利德盖特停住脚步,看着她,开始感到那种令热情之人几近疯狂的无力感:当他们的激情遇到一种看似无辜的沉默,那沉默带着温顺的受害姿态,仿佛倒显得他们理亏,最终连最正当的义愤也不禁怀疑起自己的正义性。他需要缓和言辞,重新确信自己是对的。
“你不能明白吗,罗莎蒙德,”他又开口道,努力做到严肃而非刻薄,“没有什么比我们之间缺乏坦诚和信任更致命了?我一次又一次表达明确的意思,你似乎同意,但之后却暗自违抗我的意愿。这样我永远不知道我可以依靠什么。如果你能承认这一点,我们之间还有希望。难道我是这样一个不讲理的狂暴畜生?你为什么不能对我敞开心扉?”仍是沉默。
“你能否只说一句你错了,今后可以不再暗中行事?”利德盖特急切地说,但语气中带着请求的意味,罗莎蒙德迅速察觉到了。她冷冷地开口。
“用你对我说的这种话,我不可能做出任何承认或承诺。我不习惯听到这种言辞。你提到我的‘暗中插手’、‘无知的干涉’和‘假意的赞同’。我从未用这种方式对你说话,我认为你应该道歉。你说和我一起生活是不可能的。当然,你最近并没有让我的生活愉快。我想,我试图避免我们的婚姻给我带来的某些苦难,是情有可原的。”又有一滴泪落下,罗莎蒙德说完后像第一滴一样悄悄擦去。
利德盖特把自己扔进一把椅子,感到被将了一军。她那头脑里哪有容纳规劝的余地?他摘下帽子,一只胳膊搭在椅背上,低头沉默了一会儿。罗莎蒙德对他有双重优势:对他责备中的正义之处无动于衷,又对其婚姻生活中无可否认的现时苦难感同身受。虽然她在房屋事件中的欺骗行为比他所知的更甚,且真的阻止了普利姆代尔一家知情,但她并不觉得自己的行为可称为虚假。我们不必像分类杂货或衣服的原料那样严格地界定自己的行为。罗莎蒙德觉得自己受了委屈,这正是利德盖特必须承认的。
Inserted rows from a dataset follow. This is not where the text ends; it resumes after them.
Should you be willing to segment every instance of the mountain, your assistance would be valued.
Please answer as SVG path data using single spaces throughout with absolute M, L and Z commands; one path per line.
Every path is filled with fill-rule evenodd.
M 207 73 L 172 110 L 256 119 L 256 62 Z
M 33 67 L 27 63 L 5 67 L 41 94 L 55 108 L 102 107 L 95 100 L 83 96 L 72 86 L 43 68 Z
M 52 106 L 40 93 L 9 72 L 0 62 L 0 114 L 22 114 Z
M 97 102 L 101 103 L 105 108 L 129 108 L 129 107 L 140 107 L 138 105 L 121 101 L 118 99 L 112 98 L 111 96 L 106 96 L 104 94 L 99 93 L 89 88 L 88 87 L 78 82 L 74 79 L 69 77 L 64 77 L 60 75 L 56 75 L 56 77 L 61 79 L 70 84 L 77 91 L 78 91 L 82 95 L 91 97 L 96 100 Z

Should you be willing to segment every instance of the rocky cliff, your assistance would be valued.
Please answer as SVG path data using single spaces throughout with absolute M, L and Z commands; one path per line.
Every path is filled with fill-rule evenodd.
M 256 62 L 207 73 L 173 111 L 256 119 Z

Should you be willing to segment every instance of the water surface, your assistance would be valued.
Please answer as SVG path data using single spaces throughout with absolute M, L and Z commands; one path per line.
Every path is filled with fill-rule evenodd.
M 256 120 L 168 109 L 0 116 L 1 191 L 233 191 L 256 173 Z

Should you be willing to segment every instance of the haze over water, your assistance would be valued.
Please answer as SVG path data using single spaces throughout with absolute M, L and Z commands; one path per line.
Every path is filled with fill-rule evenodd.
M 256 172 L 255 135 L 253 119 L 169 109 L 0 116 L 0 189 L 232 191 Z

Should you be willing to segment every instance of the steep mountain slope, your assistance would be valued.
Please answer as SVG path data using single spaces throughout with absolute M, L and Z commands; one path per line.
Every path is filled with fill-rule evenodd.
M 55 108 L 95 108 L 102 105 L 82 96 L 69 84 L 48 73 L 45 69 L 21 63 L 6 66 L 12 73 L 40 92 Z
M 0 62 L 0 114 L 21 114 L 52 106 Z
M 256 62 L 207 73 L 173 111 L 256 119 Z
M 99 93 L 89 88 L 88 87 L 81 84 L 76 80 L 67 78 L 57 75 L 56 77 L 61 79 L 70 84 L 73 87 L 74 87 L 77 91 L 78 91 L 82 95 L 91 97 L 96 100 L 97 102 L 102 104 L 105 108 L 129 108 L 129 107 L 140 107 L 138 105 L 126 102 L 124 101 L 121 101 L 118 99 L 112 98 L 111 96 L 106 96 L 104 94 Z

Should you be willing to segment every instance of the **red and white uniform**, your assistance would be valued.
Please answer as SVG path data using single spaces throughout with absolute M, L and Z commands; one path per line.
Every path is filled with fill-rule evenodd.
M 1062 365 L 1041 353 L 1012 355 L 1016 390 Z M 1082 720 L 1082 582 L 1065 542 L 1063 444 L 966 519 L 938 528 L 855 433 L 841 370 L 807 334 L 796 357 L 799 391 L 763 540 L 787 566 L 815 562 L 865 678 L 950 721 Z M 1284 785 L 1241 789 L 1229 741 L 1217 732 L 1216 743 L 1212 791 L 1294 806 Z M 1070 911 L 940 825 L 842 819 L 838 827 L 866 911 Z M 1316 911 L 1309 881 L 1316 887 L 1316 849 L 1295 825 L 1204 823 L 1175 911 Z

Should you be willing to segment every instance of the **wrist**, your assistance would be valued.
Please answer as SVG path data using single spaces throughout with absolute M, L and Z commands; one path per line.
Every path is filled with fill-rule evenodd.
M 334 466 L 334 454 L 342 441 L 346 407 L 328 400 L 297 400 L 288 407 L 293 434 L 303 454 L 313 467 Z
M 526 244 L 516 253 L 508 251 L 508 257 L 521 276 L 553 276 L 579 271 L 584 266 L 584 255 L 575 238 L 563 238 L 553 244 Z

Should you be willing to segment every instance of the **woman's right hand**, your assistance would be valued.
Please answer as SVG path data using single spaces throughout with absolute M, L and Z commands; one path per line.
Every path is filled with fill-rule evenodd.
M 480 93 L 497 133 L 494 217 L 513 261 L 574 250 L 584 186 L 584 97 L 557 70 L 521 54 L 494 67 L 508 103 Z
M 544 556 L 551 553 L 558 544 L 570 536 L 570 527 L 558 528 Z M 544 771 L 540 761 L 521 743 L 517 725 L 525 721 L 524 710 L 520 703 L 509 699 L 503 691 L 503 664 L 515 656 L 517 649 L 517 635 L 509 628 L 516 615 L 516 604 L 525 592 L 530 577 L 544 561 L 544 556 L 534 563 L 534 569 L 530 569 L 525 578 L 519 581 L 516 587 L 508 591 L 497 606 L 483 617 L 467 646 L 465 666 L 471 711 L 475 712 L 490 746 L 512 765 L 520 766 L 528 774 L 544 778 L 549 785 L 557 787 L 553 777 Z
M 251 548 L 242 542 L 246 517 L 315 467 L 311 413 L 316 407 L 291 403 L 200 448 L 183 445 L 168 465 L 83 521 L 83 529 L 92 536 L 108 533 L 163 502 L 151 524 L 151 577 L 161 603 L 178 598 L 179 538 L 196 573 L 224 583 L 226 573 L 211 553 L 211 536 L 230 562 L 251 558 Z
至于他,需要适应她的天性--这种天性与它的否定面成正比,固执得如同铁钳。他开始惊恐地预见到她对他的爱将无可挽回地消逝,以及随之而来的生活枯燥。他那过于丰沛的情感,使这种恐惧迅速与最初的愤怒激烈交替。若说他能主宰她,那只能是虚妄的夸口。
“你最近并没有让我的生活愉快”--“我们的婚姻给我带来的苦难”--这些话刺痛着他的想象,如同痛苦引出的夸大梦境。他岂止是从最高决心上跌落,更将陷入家庭仇恨那可怕的桎梏?
“罗莎蒙德,”他带着忧郁的神情看着她,“当一个人失望和恼怒时,你该体谅他的言语。你我不能有对立的利益。我不能把我的幸福与你的分开。我对你生气,是因为你似乎看不出任何隐瞒都会导致我们分离。我怎么可能用言语或行为让你难堪?当我伤害你,我也伤害了我自己生命的一部分。如果你能对我完全坦白,我永远不会对你生气。”
“我只是想阻止你毫无必要地把我们匆匆拖入悲惨境地,”罗莎蒙德说,看到丈夫态度软化,她的泪又涌上来,语气也柔和了,“在我们认识的所有人面前蒙受羞辱,过着这样可怜的日子,实在太难了。我但愿和孩子一起死了。”
她说话哭泣时带着那种温婉,这样的言辞和泪水对一个多情的男人来说具有无比的威力。利德盖特把椅子拉近她,用他那强壮而温柔的手将她细弱的头按在自己的脸颊旁。他只抚慰她,什么也没说--因为有什么好说的呢?
他无法承诺护她免受那可怕的悲惨,因为他看不到任何确保做到的办法。当他再次离开她外出时,他告诉自己,她的处境比他的难十倍:他可以在家外有自己的生活,不断有为他人的活动呼吁。他愿意原谅她的一切--如果可能的话--但在这种原谅的情绪下,他不可避免地把她想象成另一种更孱弱的动物。然而,她已征服了他。